The biggest U.S.-based drugmaker said it discontinued bococizumab due to unimpressive results of late-stage testing and limited commercial prospects, an ominous sign as payers squeeze pharmaceutical companies amid public fury over soaring drug prices. Bococizumab is part of a new class of cholesterol medicines, PCSK-9 inhibitors, costing about $14,000 per year. Insurers are aggressively limiting patient access in favor of cheap generic cholesterol pills such as Pfizer’s former blockbuster Lipitor.
Sanford Bernstein analyst Dr. Tim Anderson wrote to investors that expectations for bococizumab were for sales of around $650 million by 2020, short of the $1 billion-a-year threshold for a blockbuster. But he noted scrapping the drug “was unexpected, and unusual given the late-stage of development of the product. It further narrows (Pfizer’s) already-thin pipeline.”
The maker of pain treatment Lyrica posted net income of $1.32 billion, or 21 cents per share, down from $2.13 billion, or 34 cents per share, a year ago.
Excluding $2.4 billion worth of charges for acquisitions and restructuring, adjusted earnings came to 61 cents per share, a penny less than analysts expected.
Revenue, which was boosted by last year’s $15 billion acquisition of injected-drug maker Hospira, totaled $13.05 billion, up 8 percent. Analysts were expecting $13.06 billion.
Sales increased 9 percent to $7.33 billion for Pfizer’s new medicine segment, while sales in its essential health business, which sells older, mostly off-patent drugs, increased 7 percent to $5.71 billion.
Top seller Prevnar, a vaccine against pneumonia and related bacterial infections, dipped 3 percent to $1.54 billion, while Lyrica sales were flat at $1.24 billion. New cancer drug Ibrance more than doubled sales, to $550 million.

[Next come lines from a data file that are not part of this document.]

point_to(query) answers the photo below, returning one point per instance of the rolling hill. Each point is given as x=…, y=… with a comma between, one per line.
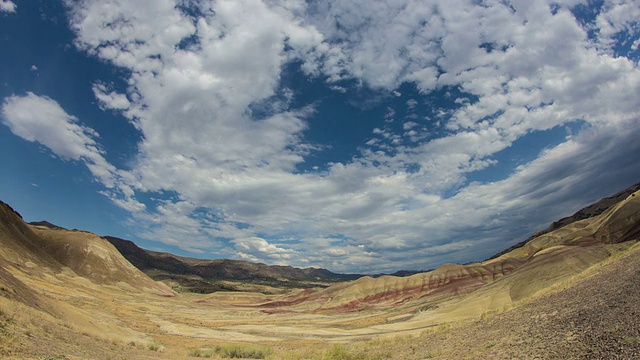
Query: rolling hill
x=570, y=291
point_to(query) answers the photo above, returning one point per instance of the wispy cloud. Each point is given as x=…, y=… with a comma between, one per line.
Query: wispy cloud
x=224, y=177
x=7, y=6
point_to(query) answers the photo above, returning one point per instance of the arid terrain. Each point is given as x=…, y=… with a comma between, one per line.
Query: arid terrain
x=570, y=292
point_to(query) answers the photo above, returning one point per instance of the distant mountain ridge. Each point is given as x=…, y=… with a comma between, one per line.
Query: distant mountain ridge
x=592, y=210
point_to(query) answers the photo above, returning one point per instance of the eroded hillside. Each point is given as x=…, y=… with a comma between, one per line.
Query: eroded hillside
x=71, y=294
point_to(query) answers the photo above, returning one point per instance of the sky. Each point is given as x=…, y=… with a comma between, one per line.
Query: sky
x=356, y=136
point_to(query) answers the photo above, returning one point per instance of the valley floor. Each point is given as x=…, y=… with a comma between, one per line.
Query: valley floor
x=594, y=316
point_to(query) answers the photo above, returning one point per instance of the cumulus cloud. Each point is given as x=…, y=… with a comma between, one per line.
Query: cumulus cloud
x=7, y=6
x=197, y=77
x=41, y=119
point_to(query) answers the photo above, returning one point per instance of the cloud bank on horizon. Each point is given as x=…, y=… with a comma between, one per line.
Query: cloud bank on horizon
x=456, y=162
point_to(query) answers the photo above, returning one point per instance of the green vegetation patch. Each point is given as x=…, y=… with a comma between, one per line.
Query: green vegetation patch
x=232, y=352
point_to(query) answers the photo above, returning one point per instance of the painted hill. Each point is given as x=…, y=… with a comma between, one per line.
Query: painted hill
x=595, y=233
x=204, y=276
x=570, y=292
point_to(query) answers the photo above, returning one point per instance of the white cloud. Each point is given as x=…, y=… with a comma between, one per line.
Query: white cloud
x=7, y=6
x=41, y=119
x=196, y=78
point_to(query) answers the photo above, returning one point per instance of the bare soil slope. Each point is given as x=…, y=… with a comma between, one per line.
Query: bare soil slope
x=569, y=293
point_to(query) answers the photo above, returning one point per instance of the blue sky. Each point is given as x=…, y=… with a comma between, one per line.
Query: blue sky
x=356, y=136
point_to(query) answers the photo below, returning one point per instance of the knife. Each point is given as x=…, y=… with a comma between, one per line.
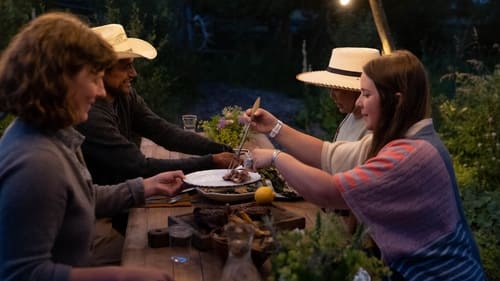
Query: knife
x=255, y=106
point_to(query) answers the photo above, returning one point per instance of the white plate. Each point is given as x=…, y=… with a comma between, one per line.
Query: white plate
x=225, y=197
x=213, y=178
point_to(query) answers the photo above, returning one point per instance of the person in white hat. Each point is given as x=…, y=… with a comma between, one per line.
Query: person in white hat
x=342, y=77
x=114, y=129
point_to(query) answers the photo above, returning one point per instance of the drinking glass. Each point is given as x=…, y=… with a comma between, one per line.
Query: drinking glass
x=180, y=236
x=189, y=122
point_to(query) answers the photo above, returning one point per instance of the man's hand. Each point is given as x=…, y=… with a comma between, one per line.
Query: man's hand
x=166, y=183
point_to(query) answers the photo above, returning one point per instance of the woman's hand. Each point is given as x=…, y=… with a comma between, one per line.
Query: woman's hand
x=261, y=158
x=224, y=160
x=166, y=183
x=263, y=121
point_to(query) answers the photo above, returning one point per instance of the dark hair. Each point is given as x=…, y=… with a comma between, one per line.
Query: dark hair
x=38, y=63
x=398, y=72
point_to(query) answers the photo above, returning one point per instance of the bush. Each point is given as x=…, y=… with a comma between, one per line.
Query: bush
x=469, y=127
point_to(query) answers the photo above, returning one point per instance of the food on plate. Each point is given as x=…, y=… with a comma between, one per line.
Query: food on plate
x=237, y=176
x=264, y=195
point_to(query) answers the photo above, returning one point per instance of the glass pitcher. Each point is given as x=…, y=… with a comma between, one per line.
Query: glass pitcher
x=239, y=265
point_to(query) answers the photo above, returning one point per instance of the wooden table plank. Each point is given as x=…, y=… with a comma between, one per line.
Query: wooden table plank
x=205, y=266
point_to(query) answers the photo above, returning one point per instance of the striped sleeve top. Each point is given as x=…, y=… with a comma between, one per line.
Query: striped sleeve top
x=407, y=197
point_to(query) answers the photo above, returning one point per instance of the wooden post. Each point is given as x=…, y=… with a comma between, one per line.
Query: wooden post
x=382, y=26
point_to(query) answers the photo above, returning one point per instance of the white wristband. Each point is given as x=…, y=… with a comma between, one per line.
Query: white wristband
x=276, y=152
x=275, y=131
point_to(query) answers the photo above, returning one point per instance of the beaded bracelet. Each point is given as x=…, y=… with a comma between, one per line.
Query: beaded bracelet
x=276, y=152
x=274, y=132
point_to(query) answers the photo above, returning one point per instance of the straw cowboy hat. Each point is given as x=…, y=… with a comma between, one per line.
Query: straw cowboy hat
x=344, y=69
x=125, y=47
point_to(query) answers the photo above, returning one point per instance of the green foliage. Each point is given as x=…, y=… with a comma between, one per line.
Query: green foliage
x=469, y=126
x=483, y=213
x=225, y=128
x=13, y=14
x=326, y=252
x=166, y=83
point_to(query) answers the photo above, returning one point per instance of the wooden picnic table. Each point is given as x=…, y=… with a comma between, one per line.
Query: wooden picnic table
x=205, y=265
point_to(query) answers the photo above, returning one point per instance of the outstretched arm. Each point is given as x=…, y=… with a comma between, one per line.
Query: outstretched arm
x=313, y=184
x=304, y=147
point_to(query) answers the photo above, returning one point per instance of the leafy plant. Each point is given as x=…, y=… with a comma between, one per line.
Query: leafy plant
x=326, y=252
x=469, y=127
x=4, y=123
x=225, y=128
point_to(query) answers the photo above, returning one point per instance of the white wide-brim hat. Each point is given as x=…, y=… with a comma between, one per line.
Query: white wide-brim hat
x=125, y=47
x=344, y=69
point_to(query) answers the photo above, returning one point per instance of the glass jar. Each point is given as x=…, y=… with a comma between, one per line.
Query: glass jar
x=239, y=265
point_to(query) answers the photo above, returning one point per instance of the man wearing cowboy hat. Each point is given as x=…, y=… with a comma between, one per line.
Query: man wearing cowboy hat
x=114, y=129
x=342, y=77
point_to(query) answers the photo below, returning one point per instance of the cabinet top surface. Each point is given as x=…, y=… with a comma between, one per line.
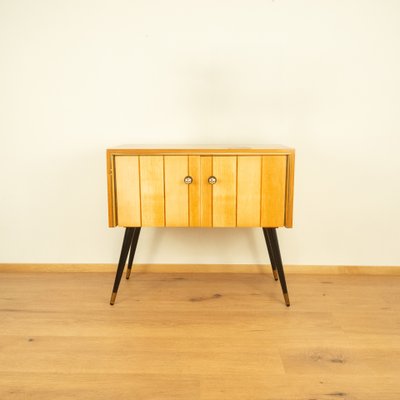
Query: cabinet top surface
x=200, y=149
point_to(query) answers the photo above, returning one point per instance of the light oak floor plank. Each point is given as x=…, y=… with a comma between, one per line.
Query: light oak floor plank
x=200, y=336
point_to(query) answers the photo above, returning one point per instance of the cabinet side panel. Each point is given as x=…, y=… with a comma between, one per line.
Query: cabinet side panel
x=273, y=191
x=194, y=191
x=127, y=190
x=249, y=191
x=110, y=190
x=205, y=192
x=176, y=191
x=152, y=190
x=290, y=191
x=224, y=191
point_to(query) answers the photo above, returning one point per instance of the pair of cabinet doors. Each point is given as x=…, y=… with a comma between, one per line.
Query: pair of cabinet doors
x=244, y=191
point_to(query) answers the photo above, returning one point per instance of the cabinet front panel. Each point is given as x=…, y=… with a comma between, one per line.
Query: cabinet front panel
x=194, y=191
x=224, y=191
x=127, y=190
x=176, y=191
x=273, y=193
x=205, y=192
x=152, y=190
x=249, y=191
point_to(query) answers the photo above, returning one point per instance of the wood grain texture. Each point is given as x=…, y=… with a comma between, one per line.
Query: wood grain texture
x=152, y=190
x=194, y=191
x=127, y=190
x=169, y=336
x=205, y=192
x=112, y=219
x=290, y=190
x=248, y=191
x=224, y=191
x=273, y=191
x=176, y=191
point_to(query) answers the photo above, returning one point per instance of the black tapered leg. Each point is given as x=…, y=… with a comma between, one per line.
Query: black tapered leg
x=273, y=239
x=122, y=260
x=135, y=239
x=270, y=253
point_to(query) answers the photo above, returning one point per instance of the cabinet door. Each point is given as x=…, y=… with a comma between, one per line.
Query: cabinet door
x=249, y=191
x=224, y=191
x=273, y=190
x=176, y=191
x=152, y=190
x=127, y=190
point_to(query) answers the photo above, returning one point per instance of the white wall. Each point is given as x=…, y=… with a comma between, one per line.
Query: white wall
x=77, y=77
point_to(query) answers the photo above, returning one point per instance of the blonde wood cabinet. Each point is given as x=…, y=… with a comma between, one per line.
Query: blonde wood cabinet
x=199, y=187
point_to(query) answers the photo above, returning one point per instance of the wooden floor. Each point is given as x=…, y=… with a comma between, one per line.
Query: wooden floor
x=188, y=335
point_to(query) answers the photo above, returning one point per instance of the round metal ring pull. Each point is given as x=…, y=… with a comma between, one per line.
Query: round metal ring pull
x=212, y=180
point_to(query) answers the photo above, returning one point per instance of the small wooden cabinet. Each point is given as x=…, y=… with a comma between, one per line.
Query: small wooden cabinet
x=199, y=187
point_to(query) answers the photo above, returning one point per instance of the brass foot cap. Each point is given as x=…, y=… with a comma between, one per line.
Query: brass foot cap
x=275, y=274
x=286, y=296
x=113, y=296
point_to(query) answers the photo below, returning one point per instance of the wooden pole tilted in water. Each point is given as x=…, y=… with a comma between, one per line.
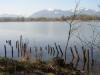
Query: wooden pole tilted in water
x=5, y=51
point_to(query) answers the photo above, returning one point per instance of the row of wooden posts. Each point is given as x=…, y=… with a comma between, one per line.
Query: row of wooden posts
x=54, y=51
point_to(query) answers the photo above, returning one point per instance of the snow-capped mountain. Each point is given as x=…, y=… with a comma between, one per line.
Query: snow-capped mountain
x=51, y=14
x=55, y=13
x=59, y=13
x=8, y=16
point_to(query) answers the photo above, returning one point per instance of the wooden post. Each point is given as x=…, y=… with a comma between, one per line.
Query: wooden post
x=30, y=50
x=16, y=44
x=18, y=48
x=57, y=50
x=20, y=41
x=48, y=49
x=84, y=57
x=5, y=51
x=77, y=56
x=88, y=60
x=25, y=47
x=60, y=50
x=53, y=51
x=72, y=54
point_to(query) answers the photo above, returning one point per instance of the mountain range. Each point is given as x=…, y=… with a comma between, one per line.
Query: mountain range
x=57, y=13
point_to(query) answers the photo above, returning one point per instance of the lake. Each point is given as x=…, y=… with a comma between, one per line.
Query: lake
x=44, y=33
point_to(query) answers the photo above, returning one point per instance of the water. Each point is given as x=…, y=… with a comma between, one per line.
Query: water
x=44, y=33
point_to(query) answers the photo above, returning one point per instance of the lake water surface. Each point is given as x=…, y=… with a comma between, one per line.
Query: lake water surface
x=43, y=33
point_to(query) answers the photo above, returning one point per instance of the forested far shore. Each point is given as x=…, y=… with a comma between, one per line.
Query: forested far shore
x=63, y=18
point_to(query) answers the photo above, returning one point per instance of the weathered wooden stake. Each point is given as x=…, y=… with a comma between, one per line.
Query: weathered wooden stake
x=72, y=54
x=12, y=51
x=5, y=51
x=57, y=50
x=53, y=51
x=60, y=50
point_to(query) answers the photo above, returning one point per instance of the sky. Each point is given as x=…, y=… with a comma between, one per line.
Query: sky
x=28, y=7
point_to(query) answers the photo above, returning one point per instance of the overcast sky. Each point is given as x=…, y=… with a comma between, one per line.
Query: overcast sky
x=27, y=7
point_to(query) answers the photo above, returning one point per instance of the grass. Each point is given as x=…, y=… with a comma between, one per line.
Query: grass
x=11, y=66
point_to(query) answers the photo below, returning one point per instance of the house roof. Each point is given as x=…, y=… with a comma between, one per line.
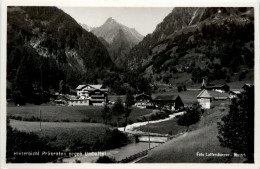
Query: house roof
x=204, y=94
x=92, y=86
x=218, y=95
x=80, y=87
x=235, y=92
x=164, y=97
x=96, y=86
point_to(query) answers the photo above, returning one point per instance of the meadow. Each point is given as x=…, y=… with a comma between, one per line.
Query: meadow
x=64, y=134
x=202, y=138
x=52, y=113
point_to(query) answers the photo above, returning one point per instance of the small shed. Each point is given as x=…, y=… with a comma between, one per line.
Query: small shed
x=204, y=98
x=172, y=102
x=143, y=101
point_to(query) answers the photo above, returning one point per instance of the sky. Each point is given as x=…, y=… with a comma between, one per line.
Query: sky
x=143, y=19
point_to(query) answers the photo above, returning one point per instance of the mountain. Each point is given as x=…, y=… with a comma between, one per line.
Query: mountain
x=120, y=39
x=86, y=27
x=46, y=48
x=215, y=42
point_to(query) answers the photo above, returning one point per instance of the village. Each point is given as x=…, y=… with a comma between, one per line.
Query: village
x=96, y=95
x=78, y=91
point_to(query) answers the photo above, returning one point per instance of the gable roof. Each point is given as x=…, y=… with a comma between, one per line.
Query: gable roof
x=96, y=86
x=204, y=94
x=164, y=97
x=80, y=87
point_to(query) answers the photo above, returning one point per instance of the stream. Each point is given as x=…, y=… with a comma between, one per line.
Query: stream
x=132, y=148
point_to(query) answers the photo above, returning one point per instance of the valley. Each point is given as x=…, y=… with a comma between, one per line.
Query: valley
x=75, y=88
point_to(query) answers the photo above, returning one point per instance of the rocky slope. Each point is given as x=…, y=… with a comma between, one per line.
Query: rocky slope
x=45, y=46
x=119, y=37
x=203, y=38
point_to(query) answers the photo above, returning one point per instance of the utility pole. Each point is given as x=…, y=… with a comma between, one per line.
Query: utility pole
x=40, y=120
x=149, y=132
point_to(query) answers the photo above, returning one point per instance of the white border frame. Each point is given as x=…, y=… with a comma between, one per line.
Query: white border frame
x=122, y=3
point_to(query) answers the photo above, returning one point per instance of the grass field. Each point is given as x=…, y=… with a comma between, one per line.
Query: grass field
x=202, y=138
x=65, y=133
x=67, y=114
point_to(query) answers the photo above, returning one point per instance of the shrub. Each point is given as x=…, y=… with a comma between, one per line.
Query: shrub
x=87, y=119
x=105, y=159
x=65, y=120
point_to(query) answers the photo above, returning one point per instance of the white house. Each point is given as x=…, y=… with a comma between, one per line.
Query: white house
x=204, y=98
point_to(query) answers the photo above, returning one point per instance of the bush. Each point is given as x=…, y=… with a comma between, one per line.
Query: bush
x=32, y=118
x=65, y=120
x=87, y=119
x=105, y=159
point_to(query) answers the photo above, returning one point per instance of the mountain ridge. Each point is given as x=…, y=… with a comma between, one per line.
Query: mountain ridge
x=111, y=31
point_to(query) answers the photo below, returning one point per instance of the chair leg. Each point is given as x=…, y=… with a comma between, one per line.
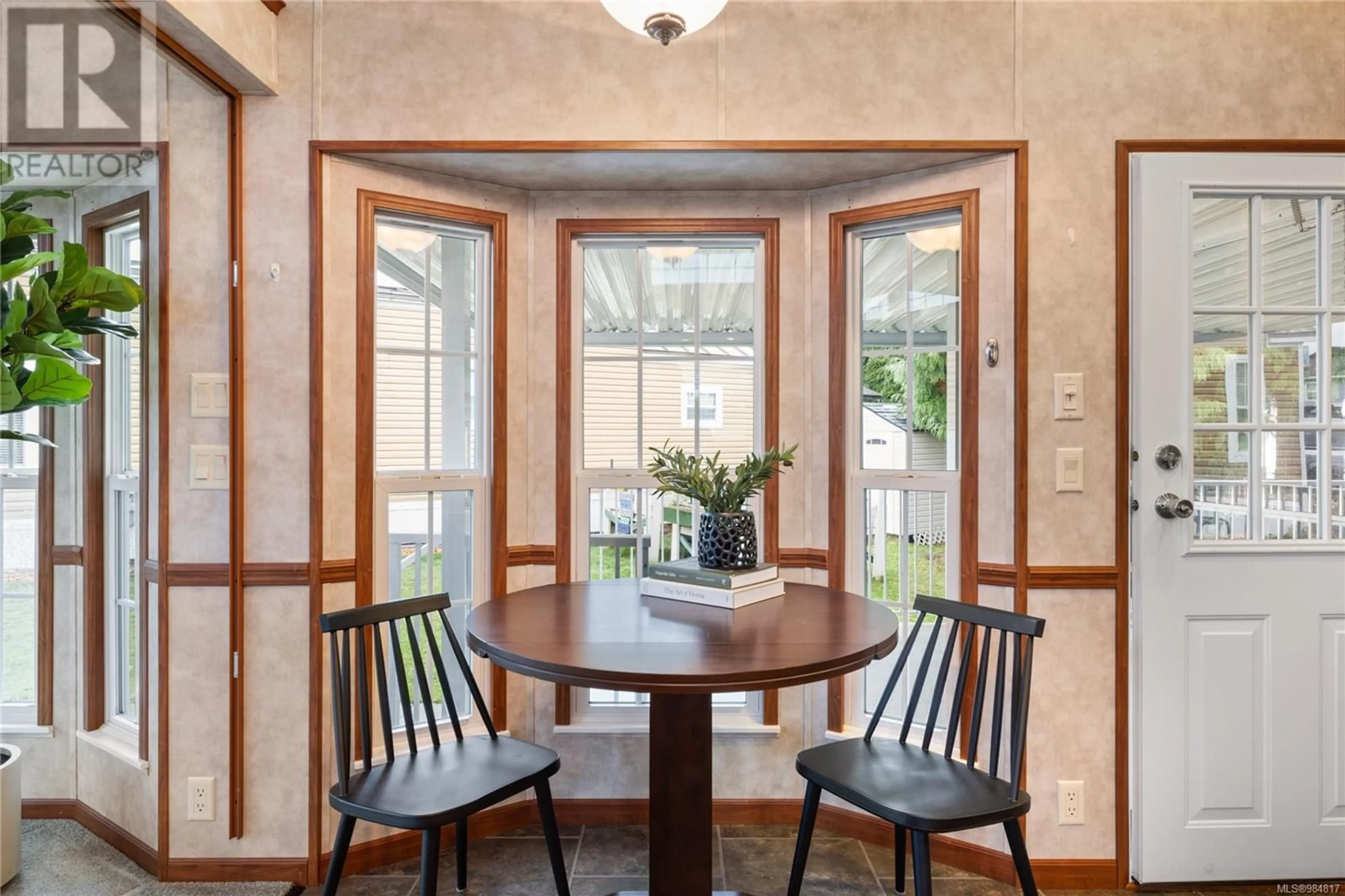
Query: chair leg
x=345, y=828
x=462, y=854
x=429, y=862
x=1020, y=857
x=553, y=837
x=812, y=797
x=920, y=859
x=900, y=848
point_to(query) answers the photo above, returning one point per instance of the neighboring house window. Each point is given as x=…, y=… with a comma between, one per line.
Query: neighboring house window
x=1238, y=391
x=18, y=572
x=703, y=406
x=904, y=411
x=669, y=331
x=432, y=337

CEO Ian Read said in a statement that Pfizer anticipates the essential health business “will be able to transition to a modest revenue growth business” due to its strength in emerging markets such as China, Hospira’s products, and the biosimilar drugs (near-copies of expensive biologic drugs “manufactured” in cells) Pfizer is developing. The first, a near-copy of blockbuster immune disorder drug Remicade, called Inflectra, will launch late in November.
New York-based Pfizer’s spending soared, partly due to acquisitions. Production costs jumped 39 percent, and spending on research and on marketing and administration both increased 9 percent.
Meanwhile, Pfizer said it expects full-year earnings of $2.38 to $2.43 per share, down from its prior forecast of $2.38 to $2.48. It forecast revenue of $52 billion to $53 billion, tweaked from its prior forecast of $51 billion to $53 billion.